Re: [PATCH v2] Re: OpenMP: Generate SIMD clones for functions with "declare target"

2022-09-30 Thread Jakub Jelinek via Gcc-patches
On Wed, Sep 21, 2022 at 09:17:18PM -0600, Sandra Loosemore wrote:
> On 9/14/22 12:12, Jakub Jelinek wrote:
> 
> > If it is pure optimization thing and purely keyed on the definition,
> > all the simd clones should be local to the TU, never exported from it.
> 
> OK, here is a revised patch that addresses that.  x86_64 target also
> generates a different set of clones for functions with internal linkage vs
> external so I hacked that to treat these implicit clones in the same way as
> other internal clones.
> 
> There is an existing problem with internal "declare simd" clones in that
> nothing ever DCEs clones that end up not being useful, or does a scan of the
> code in the compilation unit before clone generation to avoid generating
> useless clones in the first place.  I haven't tried to solve that problem,
> but I did attempt to mitigate it for these implicit "declare target" clones
> by tagging the option OPT_LEVELS_2_PLUS_SPEED_ONLY (instead of enabling it
> by default all the time) so the clones are not generated by default at -Os
> and -Og.  I added a couple new test cases to check this.

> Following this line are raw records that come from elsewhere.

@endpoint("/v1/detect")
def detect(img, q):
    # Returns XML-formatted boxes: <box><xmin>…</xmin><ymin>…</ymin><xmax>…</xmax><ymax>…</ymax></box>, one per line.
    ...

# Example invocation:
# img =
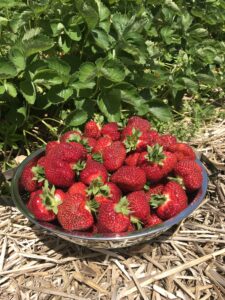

We've discussed this at Cauldron.  Especially for this patch, but less
urgently for explicit declare simd on non-exported functions (less urgently
just because people don't mark everything declare simd usually) solving the
above is essential.  I don't say it can't be done incrementally, but if the
patch is added to trunk, it needs to be solved before 13 branches.
We need to arrange cgraph to process the declare simd clones after the
callers of the corresponding main function, so that by the time we try to
post-IPA optimize the clones we can see if they were actually used or not
and if not, throw them away.

On the other side, for the implicit declare simd (in explicit case it is
user's choice), maybe it might be useful to actually see if the function clone
is vectorizable before deciding whether to actually make use of it.
Because I doubt it will be a good optimization if we clone it, push
arguments into vectors, then because vectorization failed take it appart,
do a serial loop, create return vector from the scalar results and return.
Though, thinking more about it, for the amdgcn case maybe it is worth even
in that case if we manage to vectorize the caller.  Because if failed
vectorization on admgcn means we perform significantly slower, it can be
helpful to have even partial vectorization, vectorize statements that can
be vectorized and for others use a scalar loop.  Our vectorizer is not
prepared to do that right now I believe (which is why e.g. for
#pragma omp ordered simd we just make the whole loop non-vectorizable,
rather than using a scalar loop for stuff in there and vectorize the rest),
but with this optimization we'd effectively achieve that at least at
function call boundaries (though, only in one direction, if the caller can
be vectorized and callee can't; no optimization if caller can't and callee
could be).

> +/* Helper function for mark_auto_simd_clone; return false if the statement
> +   violates restrictions for an "omp declare simd" function.  Specifically,
> +   the function must not
> +   - throw or call setjmp/longjmp
> +   - write memory that could alias parallel calls
> +   - include openmp directives or calls
> +   - call functions that might do those things */
> +
> +static bool
> +auto_simd_check_stmt (gimple *stmt, tree outer)
> +{
> +  tree decl;
> +
> +  switch (gimple_code (stmt))
> +{
> +case GIMPLE_CALL:
> +  decl = gimple_call_fndecl (stmt);
> +
> +  /* We can't know whether indirect calls are safe.  */
> +  if (decl == NULL_TREE)
> + return false;

What about internal function calls?  Are all of them undesirable, or
some of them?  We do have const / pure ifns, ...
> +
> +  /* Calls to functions that are CONST or PURE are ok.  */
> +  if (gimple_call_flags (stmt) & (ECF_CONST | ECF_PURE))
> + break;
> +
> +  /* Calls to functions that are already marked "omp declare simd" are
> +  OK.  */
> +  if (lookup_attribute ("omp declare simd", DECL_ATTRIBUTES (decl)))
> + break;

You could instead look up the cgraph simd clone info for the function...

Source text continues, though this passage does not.